In the elements revolving around both Lydia and Bane as a couple, it surprised me how little the romance factored in – Lydia falls hard for Bane but an unusual amount of time separates them and the love story isn’t the easiest to “buy” given that timeframe; that being said, I never doubted her love for him, and likewise (despite his claims), his for her. Weaving a beautiful story that is facilitated by its accuracy of the surroundings, I was undeniably impressed with Elizabeth Camden’s third novel. It’s one I am sure to re-visit, and it leaves me breathless for her next endeavor…
Synopsis: Boston of 1891 is a city of hope and ambition, where mariners, merchants, and dreamers thrive in the cobblestone streets of America’s most historic city. Within the harbor of Boston’s naval shipyard, Lydia Pallas has become a trusted assistant to an Admiral in the U.S. Navy. Fluent in seven languages, she spends her days translating documents from all over the world.
Lydia’s remarkable language skills bring her to the attention of Alexander Banebridge, a mysterious man on a quest to rid the world of the scourge of opium. Only Lydia has the rare combination of language skills and courage he needs to advance his cause. A man as coolly analytical as he is relentless, Bane never bargained on falling in love with Lydia. As he battles the bittersweet love that grows between them, Bane’s mission will take Lydia away from everything—and everyone—she ever held dear.
It surprised me how little the romance factored in – Lydia falls hard for Bane but an unusual amount of time separates them and the love story isn’t very believable given that timeframe. That being said, I never doubted her love for him, and likewise (despite his claims), his for her.
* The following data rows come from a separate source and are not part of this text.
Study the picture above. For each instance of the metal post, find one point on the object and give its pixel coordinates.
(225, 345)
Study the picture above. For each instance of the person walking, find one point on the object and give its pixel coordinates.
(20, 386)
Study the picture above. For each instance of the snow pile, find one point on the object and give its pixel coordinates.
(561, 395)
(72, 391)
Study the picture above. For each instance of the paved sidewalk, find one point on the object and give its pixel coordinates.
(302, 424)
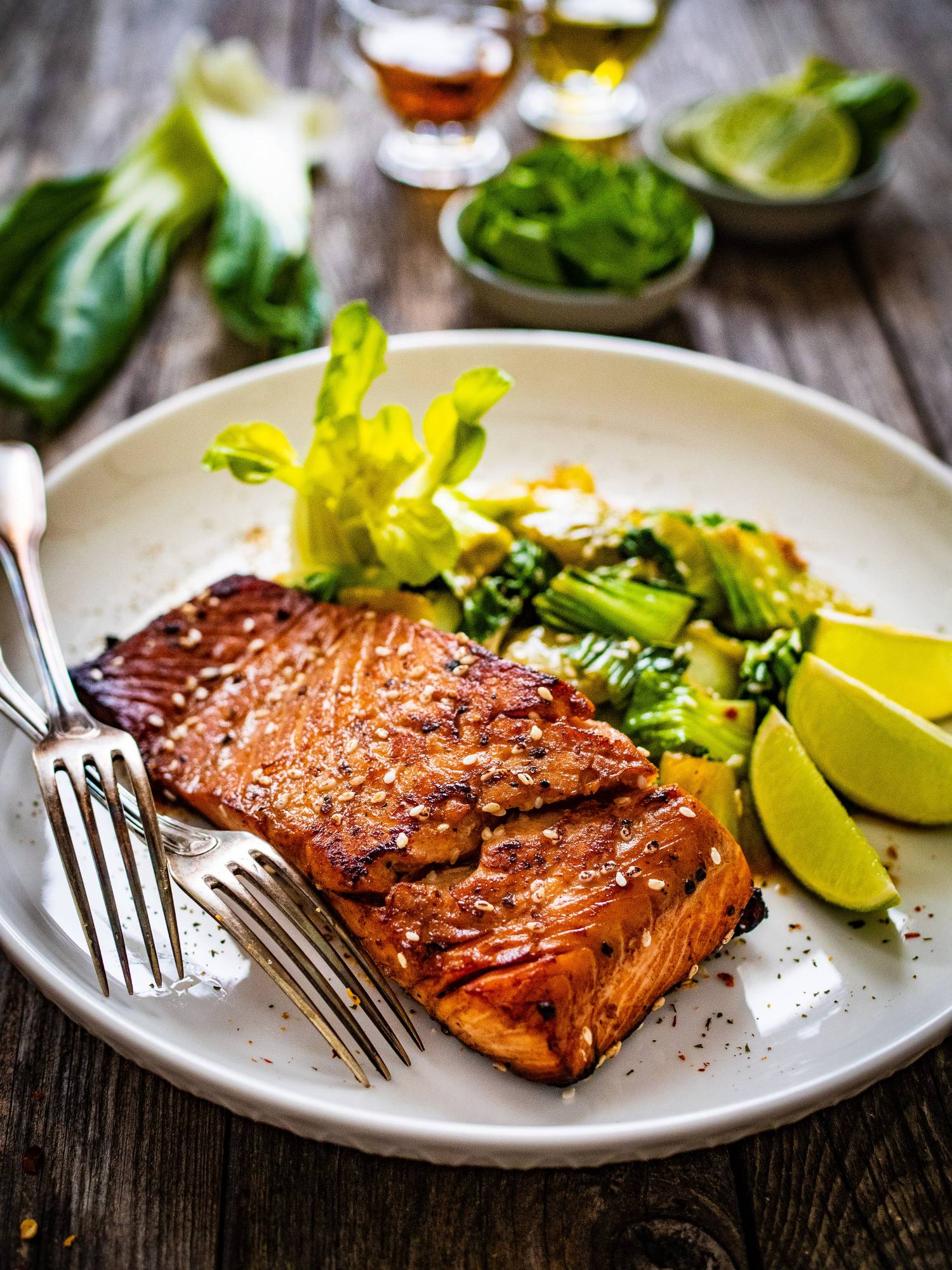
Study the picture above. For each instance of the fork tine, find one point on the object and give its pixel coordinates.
(291, 909)
(314, 977)
(313, 901)
(136, 773)
(110, 788)
(78, 780)
(206, 897)
(62, 832)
Coming Next from Elizabeth Camden: After her father’s death, Mollie Knox takes over his watchmaking company and uses her head for business to solidify the good name of the 57th Illinois Watch Company. Her future looks bright until the night her beloved city is destroyed in the legendary Great Chicago Fire. With her world crumbling around her, Molly must do whatever it takes to save her company in the aftermath of the devastating fire.
Zack Kazmarek is an influential attorney with powerful ties to the political, mercantile, and ethnic roots of Chicago. His only weakness is Mollie Knox, a woman who has always been just beyond his reach. However, all bets are off after the fire destroys Chicago, and Mollie is in desperate need of assistance. Just as Zack finally begins to pursue the woman he loves, competition arises in the form of a hero from her past who can provide the help she needs to rise from the ashes.
While Mollie struggles to rebuild, the two men battle for her heart. One has always loved her, but the other has the power to save her. In the race to rebuild the city, can she survive with her business and her heart intact? – August 2013
With thanks to the INSPYs and publisher for providing a complimentary copy of this book for purpose of reading it.